Frida is the only example in the history of art of an artist who tore open her chest and heart to reveal the biological truth of her feelings. The only woman who has expressed in her work an art of the feelings, functions, and creative power of woman.

Frida Kahlo eyes radiate with her creative energy

Frida Kahlo’s eyes radiate with her vulnerability.

This vulnerability — so intoxicating, so provocative, so sensual —  is why Salma Hayek was cast to play her in the movie Frida.

This description of artists as “sexy” is not demeaning or belittling.  It is not to detract from the artists’ acts of creation.  It is to denote their power.  Their magnetism.

Sexuality is a reaffirmation of the universe’s love and goodness and our connection to it.  Sexual attraction represents our desire to connect.  It is not driven by the manufactured “sexy” that appears in marketing everywhere — advertisements, movies, album covers…

Artists are not sexy because they don’t wash their hair enough.  Or because they are skinny.  Or because they smoke.  Or because their clothes are just-the-right-amount-of-torn to be cool.

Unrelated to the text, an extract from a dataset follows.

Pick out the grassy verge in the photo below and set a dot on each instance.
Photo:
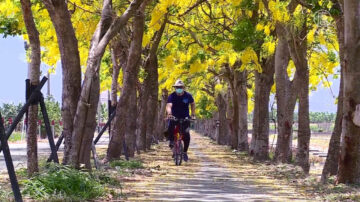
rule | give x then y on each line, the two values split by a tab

Artists are not sexy because they are promiscuous — such Javier Bardem’s painter character in Vicky Cristina Barcelona — or because they are dangerous — such as Ed Harris’ portrayl in Pollock.  

The real Jackson Pollock painting in his studio.

Artists become “sexy” only after experiencing their artwork or by meeting them in person.  Only by this personal engagement can their vulnerability and passion lure you in.

Because artists have practice tuning in to their own heart in order to channel love into their creations, they can access the life-giving energy that we all crave.

[The artist who makes me swoon is  Chris Thile, lead singer and mandolin player of the Punch Brothers.  For all his mandolin ingenuity, there is not an ounce of wet-t-shirt-and-pouty-lips appeal about him.  He does, however, wear his heart on display for everyone to see.]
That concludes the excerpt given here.